Further evaluate terms of physical assurance. Some parties recommend that the CPUC further evaluate physical assurance with respect to standby tariff rate design. In the context of non-coincident peak demand in some cases, it may not be necessary to require physical assurance to avoid standby charges. The issue centers on whether a utility truly needs to add infrastructure to meet the noncoincident peak of all customers at all times. The debate is similar to the reserve capacity issue being debated for the California transmission grid.
Evaluate effectiveness of CPUC Self-generation Program. The CPUC's Self-generation Program, a $500 million, four-year program designed to provide incentives for the effective deployment of DG has been operating for nearly two years. Many stakeholders have concerns about the cost-effectiveness of the program. The OIR provides an opportunity to review its effectiveness which can then be used in determining whether to extend the program beyond 2004. Please note that the Legislature is currently considering extending the program for at least two years. It should also be noted that no cost recovery mechanism has been adopted for recovery of the program's costs. The following are suggestions for consideration in the OIR:
a. Public review of interconnected DG last 5 years.
b. Review of installation costs versus generation capacity - cost-effectiveness, reliability, geographic disbursement, etc.
c. Review and realignment of eligibility criteria -- (performance-based rather than technology-based and then a re-establishment of technology-eligibility process underway to ensure that process in rule is set to determine performance (emission, rated capacity, efficiency)

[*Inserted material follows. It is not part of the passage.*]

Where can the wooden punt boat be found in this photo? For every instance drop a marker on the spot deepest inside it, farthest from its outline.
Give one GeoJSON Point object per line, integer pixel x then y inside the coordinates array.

d. Payment should be based on capacity installed not eligible project cost, with incentive levels adjusted downward to reflect observed installed costs
e. Review and ensure equipment that converts a cogeneration system's waste-heat to useful thermal output should be eligible for payment. Establish ongoing compliance criteria and verification process.
f. Compare costs and benefits of capacity added to the grid system resulting from the program to other available sources of new capacity. This comparison would be performed to establish the rationale for extending the program and committing additional ratepayer funds.
g. Insurance requirements for the program are more strenuous than for interconnecting systems and should be evaluated.
h. Annual reports could be provided to Legislature.
In performing this analysis, close coordination with the CPUC's Energy Division analysis pursuant to CPUC Decision 01-03-073 is critical to ensure that duplication of effort does not occur.
Ensure that communications between utilities and customers regarding customer generation options are appropriately balanced. Some stakeholders claim utilities are using various tactics to convince customers to retain utility service and not select a DG option. The utilities strongly disagree with these claims and have indicated that, as the current provider of electricity, they have the right and obligation to provide factual economic and educational information to their customers and that doing so is in no way anti-competitive. The utilities have further said they have not and will not attempt to convince their customers to change their decisions to install DG once an agreement to procure DG equipment is reached. It is generally agreed upon that anti-competitive behavior by any of the parties should not be allowed.